Jace seemed proud to say he hadn't. There wasn't anything else for me to say, so I turned back to the music.
"How about a couple on the house for me and the songwriter, sweetheart?" Jace called out, but Jo didn't turn from her TV crime scene. "You know," he said, rising partway off his barstool and poking a finger into her back, "I could just leave y'all in the quiet."
"You think I'd mind?" she asked, pushing his hand away without turning around.
"I bet you'd get lonely with just those two George Joneses crying all over themselves all night."
"I'll take that bet."
"Shit, Jo, you gonna give me a free beer or what?" Jace suddenly shouted, tumbling from his barstool into a wobbling stance. "I drive all the way out here every Sunday night to set up that damn machine and keep you company."
"Save yourself the drive," Jo said calmly, finally turning to face him. "Those two don't even buy drinks, and I'm sick of George Jones songs."
Jace took a last imaginary chug from his empty bottle and slammed it down on the bar. He pushed off and aimed himself at the dance floor. Older George was working his way through "Tender Years" as Jace unplugged the machine from the wall and packed the deck and the speakers into an old suitcase with the blustery incompetence of a drunk man trying to do a simple task with conviction. "Last time you'll be seeing me around here, old timer," he said, yanking the mic from Older George's hand and stuffing it into the suitcase. He drifted toward the door and Jo turned back to the TV. Outside, a car door opened and closed. After a long time the car started and pulled away.
I'd wanted to be on the porch, working through my chips and watered-down DP, when Deb got off work. But she hadn't come straight home in a month. She was probably headed to the Caboose with the guys from the restaurant for a couple drinks. I knew I didn't have a key to her place, but I reached into my pocket anyway. I felt a guitar pick, the twenty, a car key, and a pen I'd stolen from a convenience store on the way up to Amarillo so I could write down that "hurt so" sort of rhymed with "dirt road."

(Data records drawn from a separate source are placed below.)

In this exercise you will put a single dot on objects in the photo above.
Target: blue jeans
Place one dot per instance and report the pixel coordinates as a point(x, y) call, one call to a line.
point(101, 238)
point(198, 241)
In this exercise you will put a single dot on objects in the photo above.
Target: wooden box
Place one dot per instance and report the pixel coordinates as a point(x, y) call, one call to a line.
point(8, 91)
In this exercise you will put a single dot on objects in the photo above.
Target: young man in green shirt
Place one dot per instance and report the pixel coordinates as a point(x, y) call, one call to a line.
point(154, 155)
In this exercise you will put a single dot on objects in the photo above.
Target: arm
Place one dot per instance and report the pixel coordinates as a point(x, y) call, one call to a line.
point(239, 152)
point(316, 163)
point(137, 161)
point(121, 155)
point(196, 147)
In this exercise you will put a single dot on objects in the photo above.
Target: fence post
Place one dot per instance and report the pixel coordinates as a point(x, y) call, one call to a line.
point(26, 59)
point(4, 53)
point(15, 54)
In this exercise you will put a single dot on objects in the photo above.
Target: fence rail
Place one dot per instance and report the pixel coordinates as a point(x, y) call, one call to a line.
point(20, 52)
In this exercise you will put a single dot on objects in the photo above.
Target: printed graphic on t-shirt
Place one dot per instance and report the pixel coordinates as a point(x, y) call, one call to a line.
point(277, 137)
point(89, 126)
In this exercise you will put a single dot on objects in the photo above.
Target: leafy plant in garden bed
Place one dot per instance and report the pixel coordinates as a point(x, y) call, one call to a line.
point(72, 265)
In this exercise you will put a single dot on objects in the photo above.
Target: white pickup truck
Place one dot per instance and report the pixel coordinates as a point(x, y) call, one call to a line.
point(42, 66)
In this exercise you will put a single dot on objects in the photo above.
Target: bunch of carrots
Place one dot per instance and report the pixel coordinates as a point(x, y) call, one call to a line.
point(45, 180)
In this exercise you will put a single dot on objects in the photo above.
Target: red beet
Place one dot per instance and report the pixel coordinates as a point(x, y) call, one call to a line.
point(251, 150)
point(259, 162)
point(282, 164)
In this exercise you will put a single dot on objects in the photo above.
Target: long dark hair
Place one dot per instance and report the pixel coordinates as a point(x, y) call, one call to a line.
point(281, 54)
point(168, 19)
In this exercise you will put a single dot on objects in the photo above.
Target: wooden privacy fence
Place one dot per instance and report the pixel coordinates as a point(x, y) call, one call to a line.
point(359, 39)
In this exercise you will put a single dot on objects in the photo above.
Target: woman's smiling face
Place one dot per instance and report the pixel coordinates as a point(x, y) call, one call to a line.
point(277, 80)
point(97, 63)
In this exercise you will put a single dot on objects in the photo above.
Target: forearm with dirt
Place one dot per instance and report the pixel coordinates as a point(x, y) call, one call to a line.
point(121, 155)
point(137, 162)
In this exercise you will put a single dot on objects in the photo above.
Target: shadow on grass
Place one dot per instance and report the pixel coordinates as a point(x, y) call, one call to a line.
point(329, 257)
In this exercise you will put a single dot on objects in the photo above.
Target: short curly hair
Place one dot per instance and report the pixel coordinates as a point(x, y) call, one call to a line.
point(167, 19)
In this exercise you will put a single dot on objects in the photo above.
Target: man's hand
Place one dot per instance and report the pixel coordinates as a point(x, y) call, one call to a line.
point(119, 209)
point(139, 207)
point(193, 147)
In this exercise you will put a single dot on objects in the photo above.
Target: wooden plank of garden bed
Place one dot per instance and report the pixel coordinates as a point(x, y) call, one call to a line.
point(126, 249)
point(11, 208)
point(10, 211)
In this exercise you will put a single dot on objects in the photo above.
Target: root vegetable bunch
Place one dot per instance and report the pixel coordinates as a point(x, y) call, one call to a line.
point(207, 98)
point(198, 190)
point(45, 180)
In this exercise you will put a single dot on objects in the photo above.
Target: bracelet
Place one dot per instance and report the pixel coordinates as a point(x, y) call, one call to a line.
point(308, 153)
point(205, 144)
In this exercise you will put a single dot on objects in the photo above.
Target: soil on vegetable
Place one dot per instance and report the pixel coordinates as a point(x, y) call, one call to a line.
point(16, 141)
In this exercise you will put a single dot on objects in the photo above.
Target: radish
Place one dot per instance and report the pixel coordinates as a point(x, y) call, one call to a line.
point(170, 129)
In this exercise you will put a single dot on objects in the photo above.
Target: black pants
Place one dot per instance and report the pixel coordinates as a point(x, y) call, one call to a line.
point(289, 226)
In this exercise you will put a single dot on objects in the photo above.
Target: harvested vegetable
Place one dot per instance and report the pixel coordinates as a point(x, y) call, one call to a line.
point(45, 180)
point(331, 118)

I knocked on the bar for another and walked across the room toward the jukebox that squatted against the far wall.
"It don't work," Old George said.
"Hasn't for years," Older George added.
Jo set my fresh one down and gave me the sort of weary look that could only come from a woman who'd called five thousand men "Sugar" and still hadn't meant it once. As I passed Older George's table, I heard him humming softly. "What song's that?" I asked.
"Oh," he sighed, staring down deep into the tabletop. "I don't know the name. It's that one sad one."
Deb was heading to the Caboose for a few drinks, then going home to unlock the door and walk inside and lock it again whether I was waiting on the porch or not. Dayton was probably lying on his Mom's sleeper sofa, strumming his guitar and staring at walls covered with commemorative plates nobody had ever eaten off of. Older George was humming that one sad one at the Slow Down Lounge. I didn't know the song's name either, but it was the same one I was always humming. The one I couldn't quite come up with words for.